Ed Miliband in Midlands to outline Labour's youth jobless plan
Ed Miliband will be in Warwick today to announce that long-term unemployed young people will be guaranteed a job under Labour.
All under-25s out of work for more than one year will be given paid employment, funded by a bank bonus tax, for six months, the party leader will pledge.
Mr Miliband will insist the "real jobs guarantee" goes much further than the current Government's youth contract, which offers a subsidy to employers hiring young people.
No doubt he will also say the new scheme is stronger than the previous Labour government's Future Jobs Fund, which offered six months work to the long-term jobless, as the new scheme will include a training requirement.
Young people who turn down the work or are sacked would face sanctions, including temporary withdrawal of benefit payments.
Mr Miliband will tell Labour's youth conference on jobs that the challenges faced today "do not seem large" compared to the wartime era but there is "more pessimism" now about what politics can achieve.
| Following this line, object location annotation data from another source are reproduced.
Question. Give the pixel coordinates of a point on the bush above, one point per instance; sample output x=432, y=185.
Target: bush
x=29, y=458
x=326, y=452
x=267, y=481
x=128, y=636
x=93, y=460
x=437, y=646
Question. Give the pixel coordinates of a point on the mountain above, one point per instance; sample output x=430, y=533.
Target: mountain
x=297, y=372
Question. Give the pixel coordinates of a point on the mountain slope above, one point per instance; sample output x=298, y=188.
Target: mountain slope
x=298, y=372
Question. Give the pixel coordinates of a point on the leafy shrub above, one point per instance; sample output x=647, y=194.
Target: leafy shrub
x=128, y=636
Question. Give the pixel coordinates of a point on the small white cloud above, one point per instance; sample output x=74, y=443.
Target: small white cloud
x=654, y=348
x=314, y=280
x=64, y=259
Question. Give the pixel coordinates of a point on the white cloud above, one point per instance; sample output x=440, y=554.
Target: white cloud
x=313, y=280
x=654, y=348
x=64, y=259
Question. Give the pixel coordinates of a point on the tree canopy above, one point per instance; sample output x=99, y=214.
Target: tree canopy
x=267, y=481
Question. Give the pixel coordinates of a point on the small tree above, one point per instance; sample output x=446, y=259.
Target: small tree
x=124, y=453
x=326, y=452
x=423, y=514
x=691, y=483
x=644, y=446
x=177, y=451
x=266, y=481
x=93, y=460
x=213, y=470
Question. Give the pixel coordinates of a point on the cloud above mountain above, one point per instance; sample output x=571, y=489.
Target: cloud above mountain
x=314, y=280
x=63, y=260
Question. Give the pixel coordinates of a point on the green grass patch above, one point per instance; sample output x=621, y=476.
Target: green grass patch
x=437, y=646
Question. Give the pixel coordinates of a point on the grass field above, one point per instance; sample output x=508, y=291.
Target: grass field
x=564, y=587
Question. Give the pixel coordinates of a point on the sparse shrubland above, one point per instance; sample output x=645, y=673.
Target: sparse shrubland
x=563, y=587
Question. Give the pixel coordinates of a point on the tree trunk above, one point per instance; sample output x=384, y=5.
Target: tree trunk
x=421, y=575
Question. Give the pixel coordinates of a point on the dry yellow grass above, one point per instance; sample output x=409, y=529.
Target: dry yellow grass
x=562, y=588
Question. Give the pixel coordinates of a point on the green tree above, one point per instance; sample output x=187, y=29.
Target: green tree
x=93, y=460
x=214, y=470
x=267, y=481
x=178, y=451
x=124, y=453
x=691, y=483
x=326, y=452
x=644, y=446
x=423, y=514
Lashing out at the coalition's record youth unemployment, which has reached more than one million, he will accuse the Government of cutting opportunities for young people.
Under the scheme the Government would pay a full wage directly to business to cover 25 hours of work each week at the minimum wage, the equivalent of £4,000 per job.
In return, employers would be expected to train the young person for a minimum of 10 hours a week.